The mayoral campaign of Leo Alexander seems to be a little unsure what its candidate has and hasn’t said.

In this week’s Loose Lips column, Washington City Paper reporter Mike DeBonis somewhat jokingly proposed six prominent District residents — among them WAMU’s Kojo Nnamdi, the Post’s Colbert King and U.S. District Judge Emmet G. Sullivan — as possible candidates to take on Mayor Adrian Fenty. DeBonis prefaced the list by pointing out that two current candidates for the city’s top job — Sulaimon Brown and Leo Alexander — face an uphill battle in unseating Fenty. On Alexander, DeBonis wrote, “The anti-illegal-immigrant rhetoric of Leo Alexander, the strongest candidate yet to declare, leaves a bad taste in LL’s mouth.”

In an email sent Thursday night to a quite large list of the District’s political and media establishment — including nearly every ANC, newsroom and political reporter in the city — Alexander’s director of communications, Debra A. Daniels, took DeBonis to task for the claim. “Michael DeBonis I really hate to say this but you have forced my pen. You are a second-rate reporter for having stated the attribution of ‘anti-illegal-immigrant rhetoric’ to DC 2010 Mayoral Candidate Leo Alexander when you in fact have not even interviewed Leo Alexander. So tell me and other DC resident Washington City Paper readers where the ‘anti-illegal-immigrant rhetoric’ garbage statement you have so loosely and unethically slung comes from. Is it ignorant hear-say perhaps? I say yes it is and you as a reporter ought to be ashamed of yourself for printing untrue, unsubstantiated garbage. One would think that the Washington City Paper could do better than this, but apparently not,” she wrote.

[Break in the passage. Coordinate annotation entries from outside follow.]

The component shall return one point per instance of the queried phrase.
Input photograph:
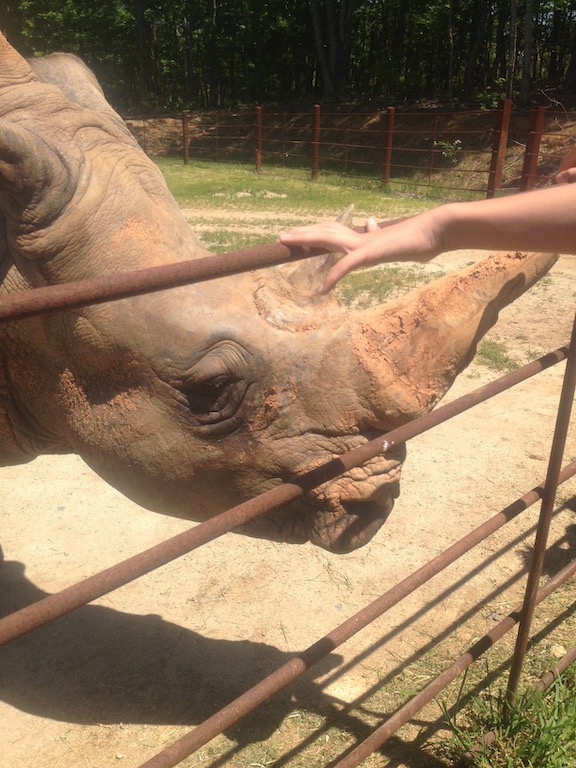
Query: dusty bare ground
(117, 681)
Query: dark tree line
(175, 53)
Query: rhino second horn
(15, 70)
(35, 182)
(413, 348)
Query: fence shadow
(98, 664)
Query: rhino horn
(15, 69)
(305, 276)
(288, 296)
(413, 348)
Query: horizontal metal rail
(60, 603)
(379, 737)
(283, 676)
(81, 293)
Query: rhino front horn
(288, 296)
(413, 348)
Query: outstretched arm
(541, 220)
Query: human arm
(540, 220)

Without even getting into the style of the response, the question remains — was DeBonis unfairly attacking Alexander for using “anti-illegal-immigrant rhetoric”? Sure doesn’t seem like it. When Alexander announced his candidacy in September, DeBonis himself stopped by the party to ask the first challenger to Fenty a few questions. Immigration came up. “A generation ago, Washingtonians worked in the hotel industry, parked cars in restaurants—they’re still here, but they’ve been replaced by illegal working poor who will do the job for less money and won’t complain because they’re illegal. We’ve got to do something about that,” said Alexander.